This article was originally published in the October 2013 issue of The Autism Notebook under the title What A Parent Can Do to Bully Proof their Child with Autism
Do you remember being a victim of bullying? Most of us can conjure up a memory of someone using power inappropriately when relating to us. Bullies are everywhere. Unfortunately, some individuals are more at risk of being bullied and children on the autism spectrum are often selected as targets.
Targets are seen as socially withdrawn, passive and anxious. No one is to be blamed for being bullied but children with this profile are at higher risk of attracting a bully. Individuals with autism are often socially awkward and anxious but children off the spectrum can present this way as well.
I was a very shy and nervous child and swear I had a sign on my forehead that said – Attention Bullies! My worse bully memory revolves around a corner laundromat and a very tall girl that shoved me into a large tumble dryer there.
My childhood home had a washer in the bathroom closet and a dryer in the backyard – we called it a clothesline. The clothesline worked quite well, unless it rained.
Persistent showers always increased the possibility of going to the laundromat. This escalated my anxiety and affected my behavior in ways my parents could never understand. I became downright oppositional and would do anything to avoid going there.
Parents don’t always understand their child’s behavior and may misread fear or anxiety as being obstinate or resistant. Little did my parents know that I had been stuffed inside a dryer by a girl twice my size. This was enough to transform me from a compliant mother’s helper into a defiant little monster whenever it rained and clothes had to be dried.
Why didn’t I tell my parents? Threats from my perpetrator? An inability to fully understand what was happening?
I was a neurotypical child and I did not know what to do. Children with autism that are bullied are even less likely to understand what is happening and verbalize it in order to access help.
Therefore, preparing your child to deal with bullying behavior is imperative in today's world.
A bully and their target are often lacking in social skills but in different ways. Bullies typically know basic social skills but choose to ignore them and utilize power inappropriately to develop relationships. A child with autism CAN use appropriate social skills if taught – it’s not that they are intentionally awkward in a social situation or don’t want to make friends - they just don’t know how.

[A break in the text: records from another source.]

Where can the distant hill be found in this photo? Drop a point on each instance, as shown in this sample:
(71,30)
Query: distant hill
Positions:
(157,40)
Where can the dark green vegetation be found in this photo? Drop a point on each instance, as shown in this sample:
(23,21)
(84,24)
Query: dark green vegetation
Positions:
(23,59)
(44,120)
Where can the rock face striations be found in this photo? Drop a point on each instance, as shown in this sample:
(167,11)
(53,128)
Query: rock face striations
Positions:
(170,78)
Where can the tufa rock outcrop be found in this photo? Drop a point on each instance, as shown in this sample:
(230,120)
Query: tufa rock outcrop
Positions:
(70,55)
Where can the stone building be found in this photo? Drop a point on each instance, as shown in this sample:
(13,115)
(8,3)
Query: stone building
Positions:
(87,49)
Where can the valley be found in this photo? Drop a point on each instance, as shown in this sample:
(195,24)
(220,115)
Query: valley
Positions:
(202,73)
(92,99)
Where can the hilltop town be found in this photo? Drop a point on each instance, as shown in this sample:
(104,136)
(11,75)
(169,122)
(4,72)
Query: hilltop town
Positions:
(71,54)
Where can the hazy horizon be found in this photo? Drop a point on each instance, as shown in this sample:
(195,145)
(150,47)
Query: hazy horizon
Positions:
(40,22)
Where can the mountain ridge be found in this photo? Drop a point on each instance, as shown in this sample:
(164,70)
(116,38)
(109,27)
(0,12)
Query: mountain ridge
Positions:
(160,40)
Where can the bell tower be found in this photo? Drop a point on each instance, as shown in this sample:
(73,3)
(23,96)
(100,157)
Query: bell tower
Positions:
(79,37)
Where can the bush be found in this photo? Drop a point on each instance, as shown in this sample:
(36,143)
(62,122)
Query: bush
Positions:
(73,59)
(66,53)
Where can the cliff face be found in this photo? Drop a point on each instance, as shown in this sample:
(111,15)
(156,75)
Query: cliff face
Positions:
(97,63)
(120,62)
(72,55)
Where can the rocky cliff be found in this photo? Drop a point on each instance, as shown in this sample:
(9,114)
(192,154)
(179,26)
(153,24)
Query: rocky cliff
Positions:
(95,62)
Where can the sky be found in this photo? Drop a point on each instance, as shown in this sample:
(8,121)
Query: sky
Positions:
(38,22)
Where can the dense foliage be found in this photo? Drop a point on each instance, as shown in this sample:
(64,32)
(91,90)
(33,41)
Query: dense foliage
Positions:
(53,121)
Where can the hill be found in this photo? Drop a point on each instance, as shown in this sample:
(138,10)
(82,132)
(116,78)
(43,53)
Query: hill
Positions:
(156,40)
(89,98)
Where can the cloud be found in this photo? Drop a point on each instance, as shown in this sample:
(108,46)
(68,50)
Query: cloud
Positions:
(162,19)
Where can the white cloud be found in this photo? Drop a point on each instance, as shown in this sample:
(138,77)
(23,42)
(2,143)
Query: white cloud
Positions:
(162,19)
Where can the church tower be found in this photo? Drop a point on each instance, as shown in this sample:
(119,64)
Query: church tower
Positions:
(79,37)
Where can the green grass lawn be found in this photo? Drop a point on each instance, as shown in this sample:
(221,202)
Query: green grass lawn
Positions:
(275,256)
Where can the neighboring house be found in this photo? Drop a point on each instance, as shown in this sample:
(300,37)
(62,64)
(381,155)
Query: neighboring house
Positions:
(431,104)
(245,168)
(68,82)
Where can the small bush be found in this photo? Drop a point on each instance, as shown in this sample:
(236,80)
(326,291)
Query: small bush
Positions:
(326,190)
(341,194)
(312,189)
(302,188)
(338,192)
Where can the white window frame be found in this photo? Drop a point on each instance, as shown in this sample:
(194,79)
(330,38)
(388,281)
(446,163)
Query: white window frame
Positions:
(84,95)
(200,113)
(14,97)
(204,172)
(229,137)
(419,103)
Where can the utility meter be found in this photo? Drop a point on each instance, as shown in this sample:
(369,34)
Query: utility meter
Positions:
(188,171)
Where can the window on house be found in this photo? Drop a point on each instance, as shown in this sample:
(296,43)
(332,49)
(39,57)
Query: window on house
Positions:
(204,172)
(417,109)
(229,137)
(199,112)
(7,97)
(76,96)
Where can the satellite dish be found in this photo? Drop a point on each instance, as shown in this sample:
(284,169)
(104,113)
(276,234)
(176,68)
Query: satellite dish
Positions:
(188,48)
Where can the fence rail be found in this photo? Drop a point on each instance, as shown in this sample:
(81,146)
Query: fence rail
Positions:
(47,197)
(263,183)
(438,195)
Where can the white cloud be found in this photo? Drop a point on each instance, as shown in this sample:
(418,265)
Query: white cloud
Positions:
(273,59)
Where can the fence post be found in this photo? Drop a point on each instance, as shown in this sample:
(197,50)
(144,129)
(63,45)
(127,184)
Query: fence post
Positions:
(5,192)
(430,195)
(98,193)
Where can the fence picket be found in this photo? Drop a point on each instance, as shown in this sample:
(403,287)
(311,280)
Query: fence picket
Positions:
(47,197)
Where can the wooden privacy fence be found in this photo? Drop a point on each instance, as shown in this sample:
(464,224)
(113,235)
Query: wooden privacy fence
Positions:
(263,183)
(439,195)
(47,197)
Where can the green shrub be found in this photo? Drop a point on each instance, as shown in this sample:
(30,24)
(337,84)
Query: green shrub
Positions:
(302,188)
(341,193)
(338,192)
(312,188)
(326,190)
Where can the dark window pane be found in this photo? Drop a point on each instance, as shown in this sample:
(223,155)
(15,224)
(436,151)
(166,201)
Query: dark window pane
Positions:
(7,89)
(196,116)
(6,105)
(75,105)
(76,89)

How does a parent prepare their child for the possibility of dealing with a bully?
- Teach your child social skills and how to think socially. Knowing what a healthy friendly relationship looks like is imperative. If your child has an accurate sense of what constitutes a real friendship he will be able to identify bullying for what it is before it gets out of hand.
- Teach your child to be assertive. Learning how to be appropriately assertive rather than passive, or aggressive, is one of the best gifts you can give your child. Bullies look for individuals who are passive and won’t spend time grooming someone who is likely to speak up for herself. Teaching your child appropriate use of the word ‘no’ is crucial. Non-verbal language also sends a powerful message to bullies - standing straight, using a firm voice and looking someone in the eye.
Many children with autism do not like to make eye contact therefore asking them to determine the 'color' of a person's eyes when talking to them is an option. This is a simple distraction technique for an uncomfortable task that will make them appear confident and self-assured.
- Build your child’s confidence muscle. Give specific praise each time your child makes an effort to try a new task. "You won the race by putting one foot in front of the other. You tried hard and didn’t give up!" Hearing this provides him with detailed information he can replicate and a feeling of accomplishment that will carry over into other areas.
- Enhance your child’s independence. Bullies actively search for those who seem helpless so guide your child to become as independent as possible. Be forever mindful of the tendency to do too much for your child because it can lead to learned helplessness. The feeling of “I can do it” is powerful and will serve as one more layer of protection from the taunts of a bully.
Hopefully you realized you are already doing a lot to prepare your child for a possible encounter with a bully without even knowing it. I encourage you to double your efforts and add even more strategies to help make your child bully proof.